Ammonia-induced taurine release from cultured rabbit Müller cells is an osmoresistant process mediated by intracellular accumulation of cyclic AMP.

A previous study demonstrated the release of newly loaded radiolabelled taurine (Tau) from cultured rabbit Müller glia not only following typical cell volume-increasing treatments with high (65 mM) potassium ions or hypotonic media, but also with ammonium chloride (further referred to as ammonia), in a dose-dependent manner, at doses ranging from physiological (0.25 mM) to those accompanying hyperammonemic coma (5 mM) (Faff-Michalak et al., Glia 10:114-120, 1994).

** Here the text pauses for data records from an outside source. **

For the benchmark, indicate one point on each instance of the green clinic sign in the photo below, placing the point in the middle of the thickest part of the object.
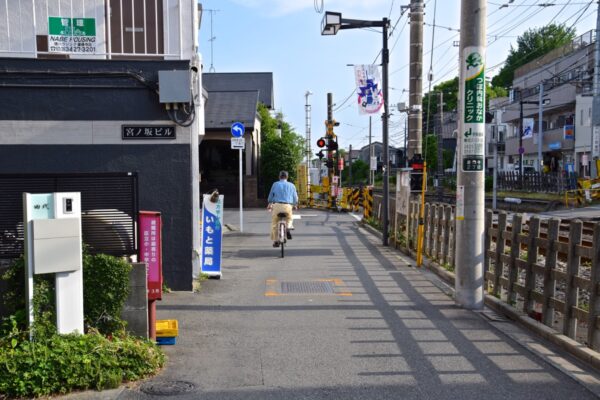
(72, 35)
(473, 137)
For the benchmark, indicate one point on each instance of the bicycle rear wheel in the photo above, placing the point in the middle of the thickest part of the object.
(282, 237)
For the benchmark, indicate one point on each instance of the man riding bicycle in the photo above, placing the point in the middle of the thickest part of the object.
(282, 198)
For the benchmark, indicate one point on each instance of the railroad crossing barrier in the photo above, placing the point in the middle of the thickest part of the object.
(367, 202)
(587, 190)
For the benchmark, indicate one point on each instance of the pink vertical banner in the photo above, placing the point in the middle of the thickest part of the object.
(150, 248)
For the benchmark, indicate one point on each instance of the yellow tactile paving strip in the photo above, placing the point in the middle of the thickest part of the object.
(273, 288)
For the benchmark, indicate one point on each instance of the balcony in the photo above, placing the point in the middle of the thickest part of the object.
(99, 29)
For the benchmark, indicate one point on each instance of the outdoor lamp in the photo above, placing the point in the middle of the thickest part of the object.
(331, 23)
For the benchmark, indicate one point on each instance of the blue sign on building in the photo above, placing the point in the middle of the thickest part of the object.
(212, 233)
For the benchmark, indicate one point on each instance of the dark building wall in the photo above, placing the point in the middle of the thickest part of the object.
(33, 89)
(163, 179)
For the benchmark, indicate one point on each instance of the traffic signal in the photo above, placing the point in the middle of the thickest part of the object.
(416, 175)
(332, 145)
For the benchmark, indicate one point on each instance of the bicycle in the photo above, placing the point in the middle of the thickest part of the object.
(282, 231)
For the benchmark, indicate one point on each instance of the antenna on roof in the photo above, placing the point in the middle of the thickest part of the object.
(211, 40)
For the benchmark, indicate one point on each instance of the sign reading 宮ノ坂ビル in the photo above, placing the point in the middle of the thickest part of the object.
(71, 35)
(147, 132)
(212, 232)
(473, 135)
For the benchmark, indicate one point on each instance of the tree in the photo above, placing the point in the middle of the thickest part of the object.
(278, 153)
(360, 173)
(431, 154)
(534, 43)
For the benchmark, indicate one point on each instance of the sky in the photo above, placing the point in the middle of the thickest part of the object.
(284, 37)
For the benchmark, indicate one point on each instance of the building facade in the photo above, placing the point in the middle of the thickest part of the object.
(110, 86)
(566, 76)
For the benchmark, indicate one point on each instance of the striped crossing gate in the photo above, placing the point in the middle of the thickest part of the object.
(367, 202)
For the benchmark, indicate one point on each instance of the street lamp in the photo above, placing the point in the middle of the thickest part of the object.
(331, 24)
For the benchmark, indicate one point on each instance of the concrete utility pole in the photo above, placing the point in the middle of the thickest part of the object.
(415, 99)
(440, 160)
(385, 60)
(470, 195)
(329, 135)
(540, 127)
(371, 172)
(308, 109)
(595, 143)
(350, 166)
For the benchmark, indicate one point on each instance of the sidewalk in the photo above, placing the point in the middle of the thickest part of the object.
(341, 317)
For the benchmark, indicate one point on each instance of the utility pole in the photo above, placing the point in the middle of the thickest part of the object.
(385, 60)
(470, 195)
(415, 103)
(540, 128)
(307, 110)
(371, 172)
(330, 137)
(595, 143)
(440, 160)
(350, 166)
(521, 149)
(495, 138)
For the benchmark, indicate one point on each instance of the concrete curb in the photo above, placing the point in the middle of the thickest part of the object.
(567, 344)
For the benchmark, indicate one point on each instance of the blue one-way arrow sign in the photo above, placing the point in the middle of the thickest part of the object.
(237, 129)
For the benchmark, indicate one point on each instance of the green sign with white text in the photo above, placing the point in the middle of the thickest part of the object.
(473, 135)
(72, 35)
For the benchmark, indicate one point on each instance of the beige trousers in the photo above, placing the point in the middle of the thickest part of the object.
(279, 208)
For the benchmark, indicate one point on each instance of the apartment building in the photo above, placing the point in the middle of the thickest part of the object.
(566, 76)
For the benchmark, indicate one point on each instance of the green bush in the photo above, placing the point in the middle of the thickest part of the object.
(62, 363)
(57, 364)
(105, 289)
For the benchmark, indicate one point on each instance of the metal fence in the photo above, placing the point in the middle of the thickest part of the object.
(556, 182)
(549, 269)
(109, 208)
(121, 28)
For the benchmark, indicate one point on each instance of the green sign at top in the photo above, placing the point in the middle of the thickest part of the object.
(71, 26)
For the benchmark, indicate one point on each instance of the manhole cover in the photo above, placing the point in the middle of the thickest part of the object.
(167, 388)
(309, 287)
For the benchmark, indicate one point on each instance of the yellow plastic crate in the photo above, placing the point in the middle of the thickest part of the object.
(167, 328)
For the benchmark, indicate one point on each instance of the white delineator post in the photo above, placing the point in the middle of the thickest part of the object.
(470, 176)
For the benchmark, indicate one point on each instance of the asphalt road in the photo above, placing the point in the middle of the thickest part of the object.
(340, 317)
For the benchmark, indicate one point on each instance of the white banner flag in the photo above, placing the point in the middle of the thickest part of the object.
(368, 87)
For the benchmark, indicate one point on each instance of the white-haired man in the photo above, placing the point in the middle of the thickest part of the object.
(282, 199)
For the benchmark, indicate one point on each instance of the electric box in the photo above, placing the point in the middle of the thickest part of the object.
(56, 245)
(175, 86)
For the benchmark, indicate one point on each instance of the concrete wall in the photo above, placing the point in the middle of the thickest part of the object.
(135, 309)
(164, 185)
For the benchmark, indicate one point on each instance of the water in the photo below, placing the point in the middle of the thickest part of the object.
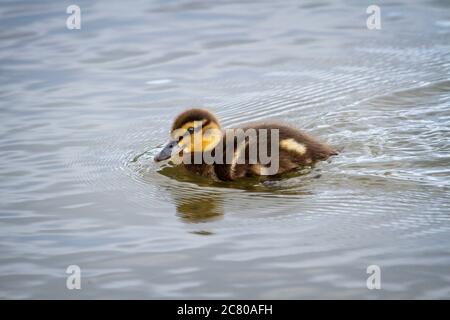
(83, 112)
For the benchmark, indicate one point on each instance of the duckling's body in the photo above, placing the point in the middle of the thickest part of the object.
(233, 156)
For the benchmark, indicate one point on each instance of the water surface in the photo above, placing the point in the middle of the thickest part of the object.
(83, 112)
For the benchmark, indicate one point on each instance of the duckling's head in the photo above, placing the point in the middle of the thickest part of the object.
(194, 130)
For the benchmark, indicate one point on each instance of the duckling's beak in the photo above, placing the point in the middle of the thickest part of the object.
(166, 152)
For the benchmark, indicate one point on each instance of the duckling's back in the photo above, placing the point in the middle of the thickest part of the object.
(295, 149)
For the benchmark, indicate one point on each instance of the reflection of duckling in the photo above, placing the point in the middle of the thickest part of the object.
(197, 132)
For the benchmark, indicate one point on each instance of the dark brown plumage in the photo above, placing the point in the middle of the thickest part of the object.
(296, 148)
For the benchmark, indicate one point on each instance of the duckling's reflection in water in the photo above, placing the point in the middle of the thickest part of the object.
(195, 209)
(194, 206)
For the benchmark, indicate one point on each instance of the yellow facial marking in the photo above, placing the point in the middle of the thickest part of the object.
(292, 145)
(201, 140)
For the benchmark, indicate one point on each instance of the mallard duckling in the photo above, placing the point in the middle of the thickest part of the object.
(200, 145)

Stimulation of Tau release by ammonia, but not by 65 mM potassium, was correlated with a dose-dependent increase of intracellular cAMP levels. The release, as measured at 5 mM ammonia, was abolished by compounds that prevented cAMP increase: an adenylate cyclase inhibitor, miconazole, a protein kinase A inhibitor HA 1004, an anion channel blocker, niflumic acid, and a Tau transport site agonist, beta-alanine. The release by ammonia differed from potassium-induced release in its resistance to 1) increase of medium tonicity by addition of 50 mM sucrose; 2) addition of the anion/cation cotransport blocker, furosemide; and 3) removal of calcium from the superfusion medium. The results suggest that ammonia-induced Tau release is mediated by intracellular accumulation of cAMP and may occur either via an osmoresistant, cAMP-controlled channel or a cAMP-activated Tau transporter. The release observed at the physiological concentration of ammonium chloride suggest a role for ammonia as a signal molecule.